4. The vital role of general practice
GPs should aim to incorporate ACP as part of routine healthcare. A conversation about ACP fits well with a GP’s responsibility to ensure that the patient receives, and understands, advice on various healthcare options relevant to any current diagnosis and realistic assessment of prognosis.
GPs should consider raising the topic with all older patients. For example, when they attend for their over 75 year health check, when dementia is suspected, those with life-threatening, complex and chronic illnesses and those patients with terminal illness. In doing so, the GP should be mindful of the competency and mood of the patient and ensure that the patient understands the purposes of ACP and an ACD and how it will be used in the future. Although encouraging their patients to engage in ACP, GPs should make it clear that documenting wishes in an ACD is not a requirement. The GP should however, also ensure that the patient understands that documented wishes, that are witnessed, have more legal certainty than those that are only made verbally.
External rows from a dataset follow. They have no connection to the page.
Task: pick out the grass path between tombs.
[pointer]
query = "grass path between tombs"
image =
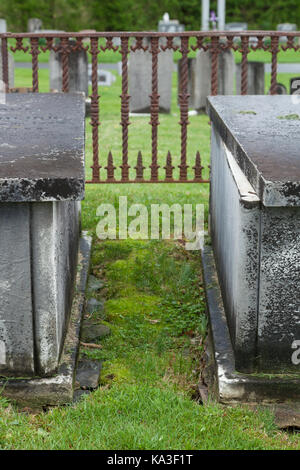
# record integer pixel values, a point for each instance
(154, 305)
Initiating a conversation about ACP which focuses on outcomes such as life goals, values and quality of life beliefs, rather than detailing types of treatment options a patient consents to or refuses, is likely to be more constructive. For example, encourage patients to talk about and record in their ACDs the situations they would like to avoid, personal circumstances and level of functioning considered acceptable or intolerable, interventions that they may consider to be overly intrusive or their preference for palliative care. ACDs that follow this structure are more likely to be useful as a guide to help clinicians apply patients’ wishes to future medical care. Some patients, however, may want to record specific detailed wishes of the care and treatment they wish to receive, or not receive, under certain circumstances, and if so, they should be supported to do this.
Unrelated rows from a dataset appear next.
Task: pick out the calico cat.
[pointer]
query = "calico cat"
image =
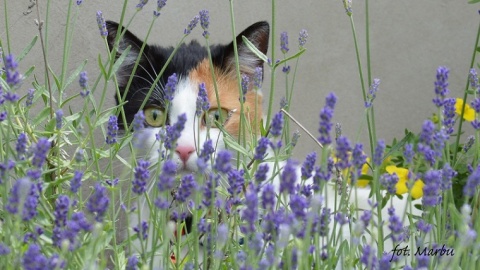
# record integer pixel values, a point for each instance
(191, 66)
GPs should encourage patients to have conversations with their family, carers and other health professionals involved in their care, to make them aware of their wishes and the existence of an ACD, if there is one. This will help avoid future misunderstanding or family disagreements. A copy of an ACD should be included in medical files and be available to accompany patients across healthcare settings.
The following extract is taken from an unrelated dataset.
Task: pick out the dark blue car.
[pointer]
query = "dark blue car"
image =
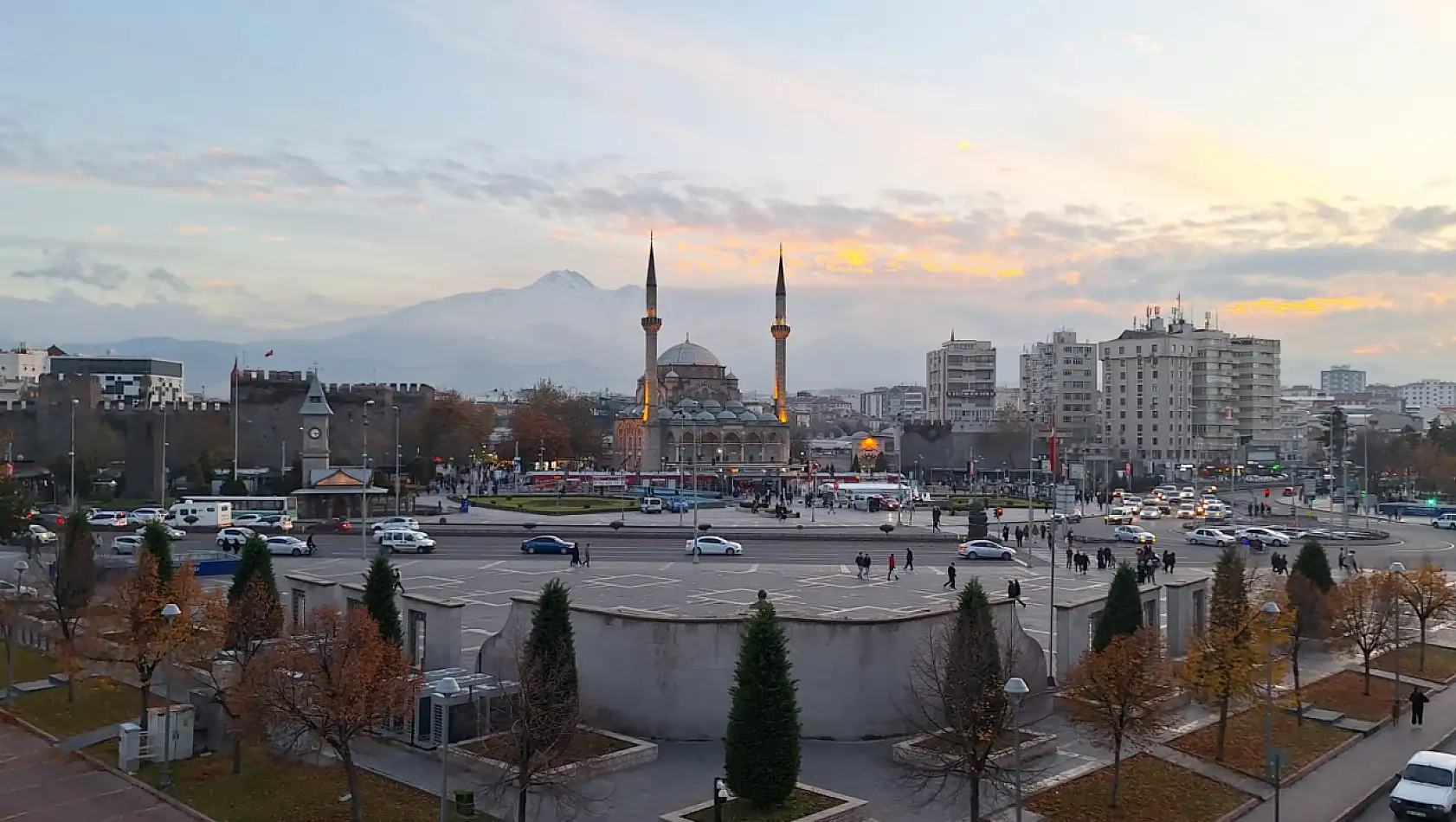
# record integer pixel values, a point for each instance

ACP will often involve ongoing conversations between a GP and a patient and their selected Substitute Decision Maker(s). It may be something a GP and their patient will return to and discuss and update regularly over many years, and may not end with the signing of a legally recognised document such as an Advance Care Directive. On occasion, GPs may be asked to witness an ACD they have not instigated. Whilst GPs are not under any obligation to do so, if the GP is confident the person is competent and understands their ACD, a GP’s signature can improve confidence in the document and ultimately help ensure a patient’s wishes are followed.
5. More information
The RACGP website, under the Clinical Resources tab, provides links to all state and territory specific information and resources. Links are also provided to training and development resources produced by other organisations, including the UK’s Gold Standard Framework Centre’s guidance for clinicians to support earlier recognition of patients nearing the end of life.